The ECB hiked its interest rate on Thursday, with the market anticipating that’s the last rise this cycle. Ditto for the Fed, while rather optimistic pricing expects at least one more hike for the BOE.
But to see the full tightening impact of rate rises, we need to look at them in relation to inflation, i.e. real rates, which we can do using CPI fixing swaps.
This tells a tale of three central banks.
While the Fed’s real rate is expected to hold steady between 2-3% over the next year, the ECB’s is expected to rise quickly from ~-1% to +1% in the coming months, but then barely go much higher – and hit a much lower peak real rate than the Fed is expected to reach.
The BOE’s real rate is expected to see the most dramatic rise.
The UK, from having one of the lowest real rates at the moment, is expected to see it leapfrog the Fed and the ECB’s real rates in the coming months.

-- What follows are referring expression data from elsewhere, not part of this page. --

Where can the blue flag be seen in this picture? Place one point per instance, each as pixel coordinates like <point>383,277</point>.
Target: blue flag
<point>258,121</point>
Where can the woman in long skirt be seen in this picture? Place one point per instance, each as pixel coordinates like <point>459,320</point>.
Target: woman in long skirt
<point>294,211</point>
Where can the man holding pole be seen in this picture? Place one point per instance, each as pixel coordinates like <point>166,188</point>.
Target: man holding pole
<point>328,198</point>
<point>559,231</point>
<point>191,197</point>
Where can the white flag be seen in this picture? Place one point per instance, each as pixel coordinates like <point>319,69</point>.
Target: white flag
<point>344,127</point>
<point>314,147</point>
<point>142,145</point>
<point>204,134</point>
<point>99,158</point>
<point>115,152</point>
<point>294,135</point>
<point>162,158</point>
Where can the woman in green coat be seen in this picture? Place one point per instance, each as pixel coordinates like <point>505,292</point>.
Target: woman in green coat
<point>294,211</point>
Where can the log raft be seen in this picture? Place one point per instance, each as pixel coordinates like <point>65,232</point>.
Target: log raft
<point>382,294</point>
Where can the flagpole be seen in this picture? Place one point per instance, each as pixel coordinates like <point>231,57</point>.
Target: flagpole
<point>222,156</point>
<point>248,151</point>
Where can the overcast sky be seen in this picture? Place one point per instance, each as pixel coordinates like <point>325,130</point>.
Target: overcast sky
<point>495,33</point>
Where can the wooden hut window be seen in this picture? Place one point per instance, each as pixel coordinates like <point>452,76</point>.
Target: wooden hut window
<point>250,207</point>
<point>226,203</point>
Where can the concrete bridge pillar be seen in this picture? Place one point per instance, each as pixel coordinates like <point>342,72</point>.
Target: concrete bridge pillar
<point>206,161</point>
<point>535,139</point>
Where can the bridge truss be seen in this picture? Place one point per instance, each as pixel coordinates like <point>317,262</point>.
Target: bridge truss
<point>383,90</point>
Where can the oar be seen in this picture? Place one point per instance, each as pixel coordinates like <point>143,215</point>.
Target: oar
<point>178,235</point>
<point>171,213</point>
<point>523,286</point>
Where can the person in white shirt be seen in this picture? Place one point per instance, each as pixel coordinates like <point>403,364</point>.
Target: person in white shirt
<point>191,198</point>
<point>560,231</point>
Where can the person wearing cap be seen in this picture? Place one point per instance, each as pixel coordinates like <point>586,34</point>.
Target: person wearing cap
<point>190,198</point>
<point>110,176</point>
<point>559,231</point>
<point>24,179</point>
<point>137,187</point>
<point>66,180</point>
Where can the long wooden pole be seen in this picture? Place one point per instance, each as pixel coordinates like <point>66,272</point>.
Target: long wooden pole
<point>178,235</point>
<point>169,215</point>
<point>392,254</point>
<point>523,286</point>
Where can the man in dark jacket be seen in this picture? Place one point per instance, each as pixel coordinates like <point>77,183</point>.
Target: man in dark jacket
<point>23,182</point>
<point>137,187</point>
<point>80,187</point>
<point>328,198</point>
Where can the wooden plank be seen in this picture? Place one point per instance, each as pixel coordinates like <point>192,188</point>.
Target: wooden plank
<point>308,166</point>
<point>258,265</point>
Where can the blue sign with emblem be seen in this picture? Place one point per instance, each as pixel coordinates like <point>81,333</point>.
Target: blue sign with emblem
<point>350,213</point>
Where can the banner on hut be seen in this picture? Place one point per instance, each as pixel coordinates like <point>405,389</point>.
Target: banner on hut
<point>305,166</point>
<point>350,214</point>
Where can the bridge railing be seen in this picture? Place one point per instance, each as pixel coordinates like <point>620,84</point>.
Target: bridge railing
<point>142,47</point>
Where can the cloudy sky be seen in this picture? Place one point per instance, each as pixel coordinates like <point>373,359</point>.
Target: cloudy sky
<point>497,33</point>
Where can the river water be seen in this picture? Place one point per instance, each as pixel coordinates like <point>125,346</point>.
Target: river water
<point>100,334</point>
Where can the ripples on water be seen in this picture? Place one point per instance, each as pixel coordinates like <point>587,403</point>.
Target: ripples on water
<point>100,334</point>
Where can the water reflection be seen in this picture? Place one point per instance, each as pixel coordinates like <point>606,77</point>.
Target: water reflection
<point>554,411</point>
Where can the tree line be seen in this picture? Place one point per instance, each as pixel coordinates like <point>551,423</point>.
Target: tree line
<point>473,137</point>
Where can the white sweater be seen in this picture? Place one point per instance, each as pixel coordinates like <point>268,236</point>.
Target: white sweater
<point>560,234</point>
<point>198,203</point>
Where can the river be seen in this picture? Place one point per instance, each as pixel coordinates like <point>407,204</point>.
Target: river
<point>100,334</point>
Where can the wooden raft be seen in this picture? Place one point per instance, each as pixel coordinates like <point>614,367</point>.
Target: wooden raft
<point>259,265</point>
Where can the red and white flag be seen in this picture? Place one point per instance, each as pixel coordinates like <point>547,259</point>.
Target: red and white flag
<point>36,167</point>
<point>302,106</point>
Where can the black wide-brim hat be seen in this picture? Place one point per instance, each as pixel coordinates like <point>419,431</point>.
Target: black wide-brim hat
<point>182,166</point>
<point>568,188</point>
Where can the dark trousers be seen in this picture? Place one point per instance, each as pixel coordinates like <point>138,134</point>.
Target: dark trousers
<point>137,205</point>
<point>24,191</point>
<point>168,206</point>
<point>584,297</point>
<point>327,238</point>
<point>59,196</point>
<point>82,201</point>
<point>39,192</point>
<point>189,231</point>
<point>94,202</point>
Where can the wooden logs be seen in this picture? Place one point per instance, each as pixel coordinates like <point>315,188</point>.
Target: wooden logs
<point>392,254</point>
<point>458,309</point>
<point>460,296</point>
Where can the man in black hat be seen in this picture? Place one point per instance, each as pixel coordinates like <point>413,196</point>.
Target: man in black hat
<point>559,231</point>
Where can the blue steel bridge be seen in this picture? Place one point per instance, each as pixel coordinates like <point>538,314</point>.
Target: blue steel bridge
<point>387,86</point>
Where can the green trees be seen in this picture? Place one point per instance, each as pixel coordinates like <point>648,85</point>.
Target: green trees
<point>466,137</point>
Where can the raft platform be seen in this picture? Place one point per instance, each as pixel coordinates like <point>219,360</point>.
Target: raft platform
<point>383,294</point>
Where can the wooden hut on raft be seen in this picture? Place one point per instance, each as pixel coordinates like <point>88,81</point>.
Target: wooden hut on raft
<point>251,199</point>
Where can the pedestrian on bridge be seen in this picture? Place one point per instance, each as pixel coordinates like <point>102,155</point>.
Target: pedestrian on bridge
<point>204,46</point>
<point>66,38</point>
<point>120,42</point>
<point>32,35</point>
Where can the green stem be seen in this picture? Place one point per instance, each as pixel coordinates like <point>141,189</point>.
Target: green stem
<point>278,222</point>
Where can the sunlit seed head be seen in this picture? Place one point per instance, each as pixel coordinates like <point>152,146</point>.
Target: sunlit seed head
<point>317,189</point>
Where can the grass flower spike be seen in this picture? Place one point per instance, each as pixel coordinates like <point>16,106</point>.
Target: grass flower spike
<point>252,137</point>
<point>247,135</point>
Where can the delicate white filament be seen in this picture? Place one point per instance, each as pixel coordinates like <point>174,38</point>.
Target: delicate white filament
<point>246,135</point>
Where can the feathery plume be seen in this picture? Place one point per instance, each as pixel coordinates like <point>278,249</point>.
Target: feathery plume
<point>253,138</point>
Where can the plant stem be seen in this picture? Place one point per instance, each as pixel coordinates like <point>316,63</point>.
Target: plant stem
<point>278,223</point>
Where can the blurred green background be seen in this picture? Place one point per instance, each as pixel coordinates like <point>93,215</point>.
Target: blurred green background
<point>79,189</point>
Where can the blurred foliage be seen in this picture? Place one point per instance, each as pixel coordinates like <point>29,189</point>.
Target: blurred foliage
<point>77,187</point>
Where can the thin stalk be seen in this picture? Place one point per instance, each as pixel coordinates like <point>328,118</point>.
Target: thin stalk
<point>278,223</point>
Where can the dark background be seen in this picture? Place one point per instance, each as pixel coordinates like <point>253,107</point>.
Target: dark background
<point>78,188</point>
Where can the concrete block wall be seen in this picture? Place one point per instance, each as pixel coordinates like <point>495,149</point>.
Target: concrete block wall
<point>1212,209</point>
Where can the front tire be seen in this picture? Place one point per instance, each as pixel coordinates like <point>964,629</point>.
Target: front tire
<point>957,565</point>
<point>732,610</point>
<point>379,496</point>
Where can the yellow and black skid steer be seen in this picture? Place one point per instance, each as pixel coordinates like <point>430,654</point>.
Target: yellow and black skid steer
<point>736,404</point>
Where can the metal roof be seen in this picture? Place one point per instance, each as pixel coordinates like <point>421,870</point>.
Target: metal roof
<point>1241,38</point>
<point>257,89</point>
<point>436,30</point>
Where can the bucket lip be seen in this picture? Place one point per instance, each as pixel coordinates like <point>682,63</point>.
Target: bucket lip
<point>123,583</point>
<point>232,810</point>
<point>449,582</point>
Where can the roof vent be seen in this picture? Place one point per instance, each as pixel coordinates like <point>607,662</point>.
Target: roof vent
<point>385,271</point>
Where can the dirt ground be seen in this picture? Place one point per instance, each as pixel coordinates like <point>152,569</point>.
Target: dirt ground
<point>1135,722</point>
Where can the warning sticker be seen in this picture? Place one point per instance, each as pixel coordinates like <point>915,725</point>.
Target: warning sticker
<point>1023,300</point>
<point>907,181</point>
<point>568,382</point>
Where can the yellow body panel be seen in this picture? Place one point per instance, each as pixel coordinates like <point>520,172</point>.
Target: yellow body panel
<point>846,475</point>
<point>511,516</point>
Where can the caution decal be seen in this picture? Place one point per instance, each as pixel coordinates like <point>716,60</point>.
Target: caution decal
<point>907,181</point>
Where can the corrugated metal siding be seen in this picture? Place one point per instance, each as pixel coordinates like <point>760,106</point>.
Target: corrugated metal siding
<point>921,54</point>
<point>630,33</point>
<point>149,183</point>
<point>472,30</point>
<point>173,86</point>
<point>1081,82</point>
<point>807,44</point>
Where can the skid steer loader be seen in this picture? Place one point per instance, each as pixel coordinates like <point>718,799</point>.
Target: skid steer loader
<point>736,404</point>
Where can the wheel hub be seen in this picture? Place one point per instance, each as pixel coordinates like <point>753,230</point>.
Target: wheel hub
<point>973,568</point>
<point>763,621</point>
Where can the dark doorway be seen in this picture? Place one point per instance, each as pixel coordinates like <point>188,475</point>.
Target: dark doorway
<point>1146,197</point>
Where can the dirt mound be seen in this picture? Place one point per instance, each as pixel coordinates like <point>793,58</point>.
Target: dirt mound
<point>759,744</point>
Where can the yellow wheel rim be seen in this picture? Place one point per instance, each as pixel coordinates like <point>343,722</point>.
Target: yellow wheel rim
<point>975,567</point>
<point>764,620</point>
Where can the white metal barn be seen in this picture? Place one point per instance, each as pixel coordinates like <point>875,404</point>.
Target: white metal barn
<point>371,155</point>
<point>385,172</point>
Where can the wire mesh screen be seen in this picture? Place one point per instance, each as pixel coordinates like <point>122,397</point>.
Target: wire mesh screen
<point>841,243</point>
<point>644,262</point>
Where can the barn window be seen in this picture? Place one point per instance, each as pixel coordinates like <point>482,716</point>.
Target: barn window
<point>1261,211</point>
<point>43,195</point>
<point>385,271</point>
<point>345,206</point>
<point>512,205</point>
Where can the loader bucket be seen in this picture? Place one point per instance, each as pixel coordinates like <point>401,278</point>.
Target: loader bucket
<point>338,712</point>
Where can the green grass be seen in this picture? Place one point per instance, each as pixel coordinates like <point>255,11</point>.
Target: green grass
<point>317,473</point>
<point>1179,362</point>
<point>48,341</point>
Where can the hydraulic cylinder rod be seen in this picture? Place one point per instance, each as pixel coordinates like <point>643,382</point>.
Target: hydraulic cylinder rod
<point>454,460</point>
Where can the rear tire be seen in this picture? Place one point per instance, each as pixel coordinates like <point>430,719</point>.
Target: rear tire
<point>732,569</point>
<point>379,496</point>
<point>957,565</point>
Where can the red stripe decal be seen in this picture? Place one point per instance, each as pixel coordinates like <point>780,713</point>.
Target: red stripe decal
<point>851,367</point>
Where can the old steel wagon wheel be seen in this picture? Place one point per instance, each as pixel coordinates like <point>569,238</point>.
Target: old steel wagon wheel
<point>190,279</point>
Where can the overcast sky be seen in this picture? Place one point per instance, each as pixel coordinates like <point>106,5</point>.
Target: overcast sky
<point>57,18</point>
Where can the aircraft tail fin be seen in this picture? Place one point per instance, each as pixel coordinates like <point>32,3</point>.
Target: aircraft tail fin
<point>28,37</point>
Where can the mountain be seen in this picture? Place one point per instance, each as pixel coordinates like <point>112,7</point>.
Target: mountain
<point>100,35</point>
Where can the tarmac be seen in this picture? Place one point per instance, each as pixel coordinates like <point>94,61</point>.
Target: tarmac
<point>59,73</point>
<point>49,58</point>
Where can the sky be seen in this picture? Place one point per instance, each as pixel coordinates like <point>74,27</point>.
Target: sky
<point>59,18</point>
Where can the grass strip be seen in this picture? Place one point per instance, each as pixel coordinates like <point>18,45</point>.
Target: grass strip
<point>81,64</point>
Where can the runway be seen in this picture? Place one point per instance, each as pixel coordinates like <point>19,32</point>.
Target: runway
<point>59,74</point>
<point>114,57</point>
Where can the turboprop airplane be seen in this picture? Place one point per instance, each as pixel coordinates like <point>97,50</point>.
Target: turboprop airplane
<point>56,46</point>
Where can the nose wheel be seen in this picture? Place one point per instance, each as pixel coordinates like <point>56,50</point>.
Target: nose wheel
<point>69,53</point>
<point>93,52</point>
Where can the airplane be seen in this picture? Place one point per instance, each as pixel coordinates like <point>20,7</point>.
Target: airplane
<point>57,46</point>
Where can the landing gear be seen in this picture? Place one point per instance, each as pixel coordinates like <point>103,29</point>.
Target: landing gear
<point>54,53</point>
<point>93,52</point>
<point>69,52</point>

The BOE was always the bank that was at most risk of overtightening. The UK economy is fragile and sluggish, inflation is expected to mechanically fall further, yet real rates are currently expected to peak at +4% next year. Higher rates have already taken UK company insolvencies to near the highs they reached in the GFC.
The ECB was also at risk of overtightening. The euro-zone economy was fundamentally weaker than survey-based data was implying. Money growth remains one of the best leading indicators for European growth, and it has been unequivocally pointing down since last year. Growth will likely follow suit and weaken further.
Nonetheless, euro-zone CPI is very sensitive to oil prices, which are now rising. With the region expected to have the lowest real rates, the ECB is most at risk of having to tighten more.
A BOE that may find it has overtightened and an ECB that could find the opposite means the spread between UK and euro-zone short-term rates is prone to narrowing.